FSA chairman Adair Turner is to seek tougher consumer-banking protections in the UK including bans on some retail financial products and the introduction of price caps.
Lord Turner told the Financial Times that the regulator planned to impose fresh rules on the market, as part of a “radical rethink” of consumer protection. “The way we do things now is not good,” Turner said, going on to say that the FSA “may have to put what is expected into rules” to make it easier for them to discern what is unacceptable. “This is a radical shift,” Turner said. “We’ve made part of the shift already…but now we are asking how radical we should be.”
The Conservative-led coalition plans to abolish the FSA in favour of a new system of financial supervision, which will include the creation of a separate consumer protection and markets authority (CPMA), set to take over retail regulation from the FSA in 2012. The CPMA could be empowered to set maximum prices for particular services, require or ban particular features in complex products, or mandate risk warnings on some offerings.
Designed to stimulate debate about how the FSA and the CPMA should pursue its objective of consumer protection, the FSA discussion paper on product intervention published today proposes a “new and more intrusive approach to the regulation of retail financial services”. The FSA acknowledges that consumer protection is higher for advised sales than non-advised sales, giving the example of investment advisers who are required to recommend suitable products that are in the best interest of the consumer.
But they also argue that financial advice costs money, which would force competent consumers to pay more than they need to access financial products. The regulator also says that banning non-advised sales altogether could rule out online sales, which stimulates competition particularly among younger consumers. The FSA said that “preventing non-advised sales would not…be an approach we would expect to use widely, but only for products where the risks are such that they outweigh the costs involved.”
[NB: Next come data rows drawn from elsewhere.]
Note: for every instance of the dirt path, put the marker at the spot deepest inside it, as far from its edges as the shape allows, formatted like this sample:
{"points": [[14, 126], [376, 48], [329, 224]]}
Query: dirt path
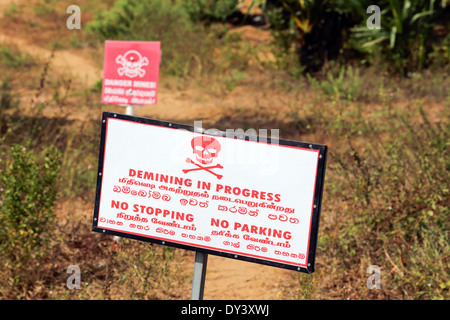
{"points": [[226, 278]]}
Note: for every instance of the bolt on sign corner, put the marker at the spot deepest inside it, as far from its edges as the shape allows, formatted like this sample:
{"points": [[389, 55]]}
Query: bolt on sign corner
{"points": [[130, 72], [253, 199]]}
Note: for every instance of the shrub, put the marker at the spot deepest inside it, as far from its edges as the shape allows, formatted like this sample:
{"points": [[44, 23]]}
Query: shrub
{"points": [[28, 192]]}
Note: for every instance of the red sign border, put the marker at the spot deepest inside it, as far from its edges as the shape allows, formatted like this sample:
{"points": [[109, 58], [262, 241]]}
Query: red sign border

Another option the FSA has outlined for intervening in the product cycle earlier would be to restrict some products to certain client groups, such as professional investors. The FSA has also debated a requirement for advisers to hold extra qualifications, in addition to being qualified for their core advice activity. For example, advisers who are qualified to advise on packaged products at the minimum level may be restricted to advising on more mainstream investments, with specialist advisers holding additional appropriate qualifications.